Brady's research focuses on the American Congress, the party system, and public policy. He has studied the critical congressional realignments of 1860, 1896, and 1932, and has concluded that the rising number of safe seats and the waning importance of presidential coattails have made it much more difficult for a realigning election to take place in the United States. He also has written on Internet voting, the women's movement, regulation of the nuclear industry, apportionment, the Supreme Court handling of abortion, and Korean and Japanese politics. He presently heads a joint project between the Brookings Institution and the Hoover Institution on Polarization in American Politics.
David Brady began his teaching career at Kansas State University in 1970, from there moved to Houston, Texas, where he taught at both the University of Houston and Rice University, where in 1981 he was named Autry Distinguished Professor of Social Science. In 1986 he moved to Stanford University with a joint appointment in the Graduate School of Business and Political Science. While at Stanford he has served as Associate Dean for Academic affairs in the GSB and as Vice Provost for Distance Learning at Stanford. He has twice been a fellow at the Center for Advanced Study in the Behavioral Sciences and was elected to the American Academy of Arts and Sciences in 1987. He presently holds the Bowen H. and Janice Arthur McCoy Professorship in Ethics at the Business School and is Deputy Director of the Hoover Institution.
Professor Brady's teaching focuses on non-market strategy for corporations and ethical applications in building quality companies. In addition to his Business School teaching he also teaches an undergraduate course in public policy. He has been awarded several teaching awards including the prestigious Dinkelspiel and Phi Beta Kappa distinguished teacher prizes.
His research focuses on the ties between elections, institutions (especially legislatures) and public policies. This work includes studies of American political history and comparative studies of Britain, Ireland, Korea and Japan. His most recent project is as co-director of the Hoover Brookings joint project on political polarization in America.

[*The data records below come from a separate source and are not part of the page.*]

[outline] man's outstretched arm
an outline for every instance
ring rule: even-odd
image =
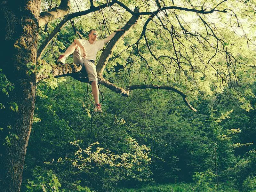
[[[114,32],[113,32],[113,33],[108,36],[107,38],[106,38],[104,40],[104,43],[107,43],[109,41],[110,41],[110,40],[111,40],[112,38],[114,37],[115,35],[116,34],[116,33],[115,31],[118,32],[118,31],[124,31],[124,29],[116,29],[116,31],[115,31]]]

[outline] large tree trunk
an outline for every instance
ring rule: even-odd
[[[28,63],[36,63],[41,1],[0,2],[0,68],[15,87],[8,97],[0,97],[0,102],[5,107],[0,109],[0,127],[4,129],[0,131],[0,141],[4,143],[8,135],[12,138],[10,134],[19,137],[11,139],[10,145],[1,144],[0,191],[16,192],[20,190],[35,108],[36,77],[26,72]],[[18,112],[9,108],[11,101],[17,103]]]

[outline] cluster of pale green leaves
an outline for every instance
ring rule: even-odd
[[[81,170],[86,169],[92,162],[99,166],[108,165],[110,167],[120,167],[127,170],[137,165],[141,167],[138,167],[137,171],[141,171],[144,166],[150,163],[151,158],[149,156],[150,148],[144,145],[140,146],[134,139],[131,137],[125,139],[125,141],[130,147],[132,148],[133,153],[117,154],[100,147],[97,147],[94,150],[92,149],[93,146],[100,145],[98,141],[83,149],[79,147],[79,140],[71,142],[71,144],[79,148],[75,154],[77,159],[74,160],[72,164]]]

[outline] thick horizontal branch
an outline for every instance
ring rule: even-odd
[[[121,93],[123,96],[128,97],[129,96],[129,91],[125,90],[123,88],[118,87],[106,80],[102,76],[98,77],[98,83],[99,84],[103,85],[107,88],[108,88],[111,91],[117,93]]]
[[[38,21],[39,27],[45,25],[57,18],[65,16],[68,13],[70,10],[70,2],[69,0],[61,0],[60,4],[58,7],[40,13],[40,17]]]
[[[43,62],[45,61],[42,60]],[[48,65],[46,63],[44,64]],[[81,71],[82,66],[74,64],[56,64],[51,65],[52,69],[49,73],[40,73],[36,75],[36,82],[49,78],[50,74],[55,77],[74,75],[74,74]]]
[[[40,59],[44,51],[47,46],[49,44],[53,38],[54,36],[59,33],[65,24],[69,20],[77,17],[84,15],[96,11],[99,11],[101,9],[107,7],[107,6],[111,6],[114,4],[114,3],[113,2],[111,2],[109,4],[105,4],[100,6],[93,7],[85,11],[73,13],[69,14],[66,16],[55,28],[52,31],[52,32],[49,35],[48,37],[45,39],[43,43],[41,44],[40,47],[38,48],[36,54],[37,60],[38,60]]]

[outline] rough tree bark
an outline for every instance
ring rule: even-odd
[[[1,51],[0,68],[15,88],[4,98],[5,109],[0,110],[0,140],[11,134],[18,135],[12,145],[1,146],[0,191],[19,191],[25,155],[35,108],[36,76],[27,74],[27,64],[36,62],[40,0],[1,1]],[[2,95],[1,95],[2,96]],[[8,109],[16,102],[19,111]],[[7,128],[7,126],[9,128]],[[3,145],[1,144],[1,145]]]

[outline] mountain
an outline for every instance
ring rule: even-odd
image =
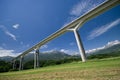
[[[60,51],[49,51],[49,52],[39,53],[39,60],[59,60],[68,57],[71,56]],[[29,61],[33,59],[34,59],[34,54],[32,53],[24,56],[25,61]]]
[[[115,40],[108,42],[105,46],[99,47],[96,49],[88,50],[87,54],[104,54],[104,53],[111,53],[111,52],[119,52],[120,51],[120,41]]]
[[[11,61],[14,57],[11,57],[11,56],[3,56],[3,57],[0,57],[0,60],[4,60],[4,61]]]

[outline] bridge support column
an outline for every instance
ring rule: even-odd
[[[36,49],[34,53],[34,69],[38,67],[39,67],[39,49]]]
[[[23,69],[23,56],[20,57],[19,70]]]
[[[80,38],[80,34],[77,30],[73,30],[73,32],[74,32],[75,39],[76,39],[76,42],[77,42],[77,45],[78,45],[78,48],[79,48],[79,52],[80,52],[80,55],[81,55],[82,62],[85,62],[86,61],[86,55],[85,55],[85,50],[84,50],[84,47],[83,47],[83,44],[82,44],[82,41],[81,41],[81,38]]]
[[[86,61],[85,50],[84,50],[84,47],[83,47],[83,44],[82,44],[82,40],[81,40],[80,34],[78,32],[78,29],[79,29],[79,27],[81,25],[82,25],[82,21],[79,22],[76,25],[75,28],[68,29],[68,30],[74,32],[75,39],[76,39],[76,42],[77,42],[77,45],[78,45],[78,49],[79,49],[79,52],[80,52],[80,55],[81,55],[82,62],[85,62]]]
[[[39,49],[36,50],[36,61],[37,61],[36,66],[38,68],[39,67]]]
[[[34,53],[34,69],[36,68],[36,52]]]
[[[15,60],[13,61],[13,70],[16,69],[16,63]]]

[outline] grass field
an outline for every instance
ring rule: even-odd
[[[120,57],[0,73],[0,80],[120,80]]]

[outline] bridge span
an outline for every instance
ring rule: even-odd
[[[85,56],[85,50],[81,41],[81,37],[80,34],[78,32],[78,30],[80,29],[80,27],[82,27],[82,25],[89,21],[90,19],[102,14],[103,12],[115,7],[116,5],[120,4],[120,0],[106,0],[105,2],[103,2],[102,4],[96,6],[94,9],[88,11],[87,13],[85,13],[84,15],[80,16],[79,18],[73,20],[72,22],[70,22],[69,24],[65,25],[64,27],[62,27],[61,29],[59,29],[58,31],[56,31],[55,33],[51,34],[50,36],[48,36],[47,38],[43,39],[42,41],[40,41],[39,43],[37,43],[36,45],[32,46],[30,49],[22,52],[22,54],[18,55],[17,57],[15,57],[12,62],[13,62],[13,69],[15,69],[15,65],[16,65],[16,60],[19,59],[20,60],[20,65],[19,65],[19,70],[23,69],[23,58],[26,54],[34,51],[34,68],[39,67],[39,48],[41,46],[43,46],[44,44],[48,43],[49,41],[57,38],[58,36],[72,31],[75,35],[75,39],[78,45],[78,49],[81,55],[81,59],[83,62],[86,61],[86,56]]]

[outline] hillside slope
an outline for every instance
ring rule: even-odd
[[[120,57],[0,73],[0,80],[120,80]]]

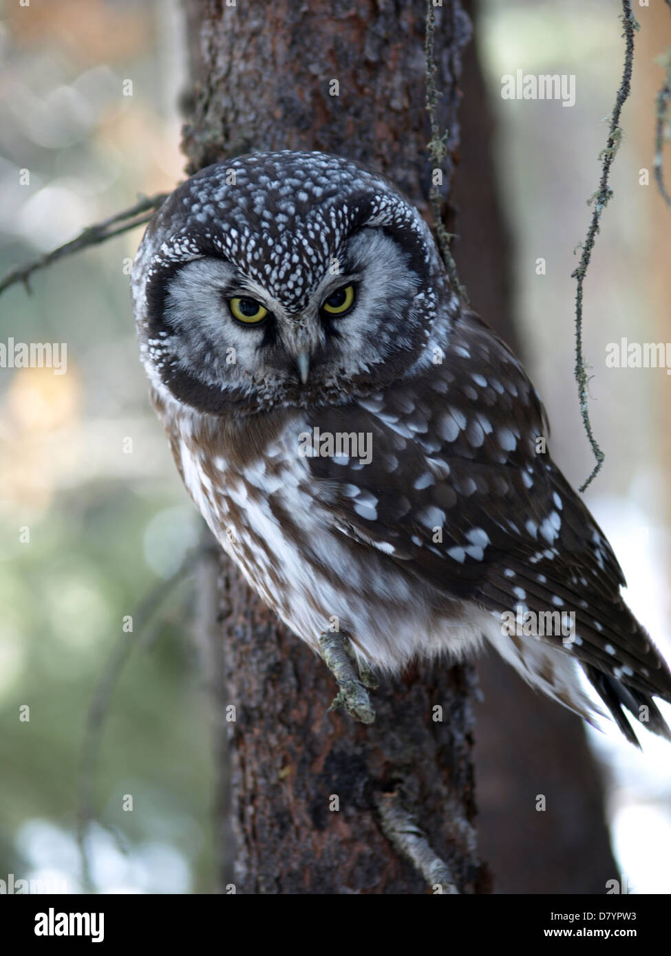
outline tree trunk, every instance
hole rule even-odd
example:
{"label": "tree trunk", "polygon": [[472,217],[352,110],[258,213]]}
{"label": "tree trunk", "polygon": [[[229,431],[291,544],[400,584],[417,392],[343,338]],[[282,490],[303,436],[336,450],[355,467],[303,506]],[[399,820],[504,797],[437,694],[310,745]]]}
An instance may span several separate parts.
{"label": "tree trunk", "polygon": [[[193,77],[184,100],[189,172],[250,151],[321,149],[380,168],[427,213],[422,4],[185,6]],[[438,120],[449,130],[448,224],[462,234],[458,261],[476,309],[514,346],[508,243],[496,201],[484,87],[471,50],[461,84],[467,108],[459,220],[447,208],[469,27],[449,0],[435,13]],[[329,96],[334,79],[339,96]],[[485,890],[473,830],[470,667],[414,668],[386,682],[374,695],[375,724],[355,725],[327,712],[336,688],[325,667],[228,564],[221,584],[223,633],[215,636],[212,660],[221,660],[223,640],[226,690],[218,686],[219,703],[235,706],[235,721],[224,728],[231,790],[218,808],[224,883],[244,893],[426,892],[426,877],[392,845],[389,811],[400,807],[448,864],[456,888]],[[483,683],[485,702],[477,708],[483,845],[498,888],[603,892],[615,867],[579,722],[529,691],[493,656],[483,663]],[[436,705],[442,723],[432,719]],[[524,766],[511,764],[510,752],[523,754]],[[535,811],[538,793],[548,794],[546,814]],[[229,810],[233,835],[225,825]]]}
{"label": "tree trunk", "polygon": [[[426,211],[424,5],[307,8],[186,0],[189,171],[251,151],[323,150],[381,169]],[[458,2],[435,12],[447,194],[470,28]],[[235,708],[236,859],[226,881],[238,893],[485,889],[473,826],[472,668],[422,665],[382,682],[365,727],[329,712],[330,673],[229,564],[222,608],[226,703]]]}

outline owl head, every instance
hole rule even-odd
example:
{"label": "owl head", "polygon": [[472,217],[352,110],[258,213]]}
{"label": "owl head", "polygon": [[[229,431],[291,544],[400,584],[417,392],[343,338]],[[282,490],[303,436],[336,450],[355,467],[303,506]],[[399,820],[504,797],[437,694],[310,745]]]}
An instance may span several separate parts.
{"label": "owl head", "polygon": [[376,391],[425,362],[448,320],[417,210],[323,153],[243,156],[187,180],[149,223],[132,293],[154,387],[214,415]]}

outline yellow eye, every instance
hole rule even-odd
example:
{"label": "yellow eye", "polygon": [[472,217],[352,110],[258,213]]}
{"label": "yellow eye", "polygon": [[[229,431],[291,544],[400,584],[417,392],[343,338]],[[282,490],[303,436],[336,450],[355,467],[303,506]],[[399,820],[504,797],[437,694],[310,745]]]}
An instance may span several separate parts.
{"label": "yellow eye", "polygon": [[354,286],[343,286],[322,303],[322,310],[328,315],[344,315],[354,305]]}
{"label": "yellow eye", "polygon": [[233,317],[245,325],[258,325],[268,315],[268,310],[260,302],[239,296],[229,299],[229,309]]}

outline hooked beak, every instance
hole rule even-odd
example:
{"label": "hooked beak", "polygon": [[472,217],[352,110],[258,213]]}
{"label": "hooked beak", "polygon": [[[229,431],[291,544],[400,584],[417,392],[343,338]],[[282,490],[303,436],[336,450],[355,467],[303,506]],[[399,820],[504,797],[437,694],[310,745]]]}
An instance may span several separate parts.
{"label": "hooked beak", "polygon": [[308,372],[310,371],[310,359],[307,352],[299,352],[296,357],[296,365],[298,366],[299,375],[301,376],[301,381],[304,385],[307,381]]}

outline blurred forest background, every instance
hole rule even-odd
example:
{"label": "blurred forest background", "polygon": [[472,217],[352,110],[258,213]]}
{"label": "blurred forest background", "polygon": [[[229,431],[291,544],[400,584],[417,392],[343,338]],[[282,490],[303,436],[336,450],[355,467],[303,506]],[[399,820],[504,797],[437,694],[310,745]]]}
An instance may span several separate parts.
{"label": "blurred forest background", "polygon": [[[553,457],[578,485],[592,459],[572,380],[570,272],[599,176],[602,118],[621,74],[619,6],[485,0],[480,11],[525,357],[553,424]],[[586,286],[591,414],[606,453],[587,500],[623,565],[630,603],[668,657],[671,382],[660,369],[605,365],[606,344],[620,337],[671,339],[671,212],[638,178],[647,167],[652,183],[653,98],[662,79],[655,57],[671,44],[671,27],[660,0],[636,12],[627,135]],[[0,273],[182,178],[177,0],[8,3],[0,57]],[[575,74],[575,105],[503,100],[501,76],[518,68]],[[30,171],[27,185],[20,169]],[[66,375],[0,372],[0,879],[64,880],[68,892],[86,885],[78,772],[95,688],[124,640],[124,616],[137,616],[170,580],[200,528],[137,358],[127,272],[140,236],[136,229],[65,259],[34,276],[32,296],[16,286],[0,300],[0,341],[68,347]],[[477,305],[477,290],[471,295]],[[21,542],[22,528],[30,542]],[[95,794],[100,823],[86,840],[100,892],[214,886],[212,714],[193,604],[192,580],[166,589],[151,626],[135,634],[112,699]],[[19,720],[25,705],[30,722]],[[591,738],[609,778],[622,870],[637,892],[671,892],[668,745],[645,735],[639,754],[616,731]]]}

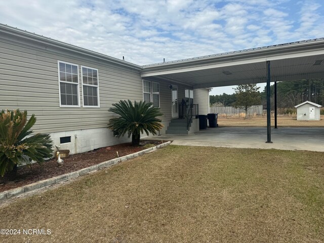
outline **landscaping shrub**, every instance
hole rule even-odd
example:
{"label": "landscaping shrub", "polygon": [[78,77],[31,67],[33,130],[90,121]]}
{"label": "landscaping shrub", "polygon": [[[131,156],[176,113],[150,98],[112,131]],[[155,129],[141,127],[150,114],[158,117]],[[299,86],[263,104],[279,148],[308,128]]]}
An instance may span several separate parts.
{"label": "landscaping shrub", "polygon": [[130,100],[120,100],[113,104],[109,111],[120,115],[109,120],[108,128],[114,132],[117,137],[127,133],[128,137],[132,135],[133,146],[138,146],[141,134],[145,132],[156,135],[157,132],[163,127],[161,120],[156,116],[162,115],[159,108],[153,106],[151,102],[141,101],[134,102],[134,105]]}
{"label": "landscaping shrub", "polygon": [[52,141],[49,134],[33,132],[34,114],[27,120],[27,111],[3,110],[0,113],[0,175],[15,172],[18,165],[30,165],[32,160],[40,164],[51,157]]}

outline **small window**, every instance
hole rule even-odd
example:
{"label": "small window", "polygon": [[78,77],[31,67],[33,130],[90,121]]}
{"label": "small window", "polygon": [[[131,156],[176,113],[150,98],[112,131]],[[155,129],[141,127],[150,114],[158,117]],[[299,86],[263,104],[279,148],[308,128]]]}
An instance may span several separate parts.
{"label": "small window", "polygon": [[160,85],[158,83],[143,80],[143,100],[152,102],[153,106],[160,106]]}
{"label": "small window", "polygon": [[82,66],[83,106],[99,107],[99,87],[98,69]]}
{"label": "small window", "polygon": [[60,143],[68,143],[71,142],[71,136],[69,137],[61,137],[60,138]]}
{"label": "small window", "polygon": [[143,80],[143,100],[147,102],[151,102],[151,82]]}
{"label": "small window", "polygon": [[58,68],[60,106],[79,107],[77,65],[59,61]]}
{"label": "small window", "polygon": [[193,90],[184,90],[184,97],[187,104],[193,104]]}
{"label": "small window", "polygon": [[160,107],[160,85],[158,83],[152,82],[152,102],[153,106]]}

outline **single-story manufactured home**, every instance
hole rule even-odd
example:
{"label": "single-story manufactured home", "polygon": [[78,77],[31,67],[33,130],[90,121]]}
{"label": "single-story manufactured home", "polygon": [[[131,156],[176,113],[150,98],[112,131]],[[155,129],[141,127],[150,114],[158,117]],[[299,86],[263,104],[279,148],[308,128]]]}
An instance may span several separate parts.
{"label": "single-story manufactured home", "polygon": [[319,120],[322,106],[306,101],[295,106],[297,109],[297,120]]}
{"label": "single-story manufactured home", "polygon": [[[107,128],[108,112],[120,100],[145,100],[160,108],[165,134],[179,105],[194,105],[185,133],[199,129],[196,115],[209,113],[209,89],[171,78],[141,75],[142,66],[0,24],[0,108],[35,114],[35,132],[49,133],[55,145],[83,152],[129,141]],[[170,131],[172,132],[172,131]],[[144,135],[144,136],[146,136]]]}
{"label": "single-story manufactured home", "polygon": [[34,113],[35,131],[72,153],[128,141],[106,128],[120,100],[159,107],[160,134],[189,134],[209,113],[209,87],[263,83],[272,143],[270,82],[275,107],[276,82],[324,78],[323,66],[324,38],[140,66],[0,24],[0,107]]}

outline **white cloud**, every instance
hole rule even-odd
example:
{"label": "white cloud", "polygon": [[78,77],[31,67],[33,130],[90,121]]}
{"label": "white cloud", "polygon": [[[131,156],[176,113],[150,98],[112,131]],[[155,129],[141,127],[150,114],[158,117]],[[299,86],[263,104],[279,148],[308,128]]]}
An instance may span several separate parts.
{"label": "white cloud", "polygon": [[10,0],[0,22],[138,64],[322,37],[320,0]]}

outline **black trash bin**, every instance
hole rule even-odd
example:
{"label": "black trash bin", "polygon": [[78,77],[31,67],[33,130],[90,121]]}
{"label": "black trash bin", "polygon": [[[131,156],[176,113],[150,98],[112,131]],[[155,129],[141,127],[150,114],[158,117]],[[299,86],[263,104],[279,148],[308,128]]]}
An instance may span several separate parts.
{"label": "black trash bin", "polygon": [[217,128],[218,127],[217,124],[217,117],[218,113],[210,113],[207,114],[208,117],[208,122],[209,122],[210,128]]}
{"label": "black trash bin", "polygon": [[207,116],[206,115],[199,115],[199,129],[206,129],[207,128]]}

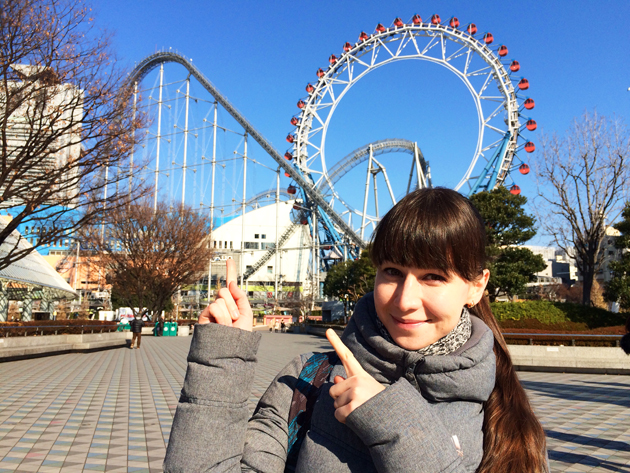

Bruce E. Cain is a Professor of Political Science at Stanford’s School of Humanities and Sciences and the Spence and Cleone Eccles Family Director of the Bill Lane Center for the American West. He received a BA from Bowdoin College (1970), a B Phil from Oxford University (1972) as a Rhodes Scholar, and a Ph D from Harvard University (1976). He taught at Caltech (1976-89) and UC Berkeley (1989-2012) before coming to Stanford. Professor Cain was Director of the Institute of Governmental Studies at UC Berkeley from 1990-2007 and Executive Director of the UC Washington Center from 2005-2012. He was elected the American Academy of Arts and Sciences in 2000 and has won awards for his research (Richard F. Fenno Prize, 1988), teaching (Caltech 1988 and UC Berkeley 2003) and public service (Zale Award for Outstanding Achievement in Policy Research and Public Service, 2000). His areas of expertise include political regulation, applied democratic theory, representation and state politics. Some of Professor Cain's most recent publications include "Redistricting Commissions: A Better Political Buffer?" in The Yale Law Journal, volume 121, 2012; "Congressional Staff and the Revolving Door: The Impact of Regulatory Change," with Lee Drutman, Election Law Journal, 13:1, March 2014.; "Community of Interest Methodology and Public Testimony," with Karin MacDonald, 3 U.C Irvine Law Review. 609 (2013); and Democracy More or Less: America's Political Reform Quandary, Cambridge University Press, 2014. He is currently working on state regulatory processes and stakeholder involvement in the areas of water, energy and the environment.
Katherine Casey is an Associate Professor of Political Economy at the Stanford Graduate School of Business. Her research explores the interactions between economic and political forces in developing countries, with particular interest in the role of information in enhancing political accountability and the influence of foreign aid on economic development. Her work has appeared in the American Economic Review, Journal of Political Economy and Quarterly Journal of Economics, among others. She teaches a course in the MBA program focused on firm strategy vis a vis government in emerging markets.